A number of new ferrocene-π-extended-dithiafulvalenes were successfully synthesized as new electron donor compounds. The chemical structures and electrochemical behaviors of these compounds were investigated using several spectroscopic methods. The synthesis of these compounds was achieved using the modified Wittig–Horner cross-coupling reaction using n-BuLi/THF at temperature varies from −78 °C to 0 °C. These new classes of bis(1,3-dithiafulvalene)ferrocenes have the 1,3-dithiole ring system separated by ferrocene as conjugated spacer. The ferrocene-dithiafulvalenes derivatives 9 and 12 were prepared as side products during the synthesis of the targeted compounds as bis(1,3-dithiafulvalene)ferrocenes 8, 10 and 11 in variable yields.
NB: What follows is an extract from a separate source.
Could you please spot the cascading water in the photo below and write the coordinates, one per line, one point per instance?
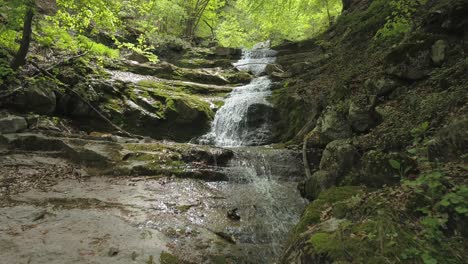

The redox properties of the compounds have been investigated by cyclic voltammetry at ambient temperature using tetra-n-butylammonium perchlorate (TBAP) as the supporting electrolyte compared to ferrocene and the derivative 9. In CH(2)Cl(2) on a Pt working electrode and at ambient temperature, two oxidation waves associated with two reduction waves at scan rates 100 mV s(−1) were observed for 9 and 12. In contrast the anodic peak potential of bis(1,3-dithiafulvalene)ferrocenes 8, 10 and 11 exhibited two and three oxidation waves associated with two reduction waves.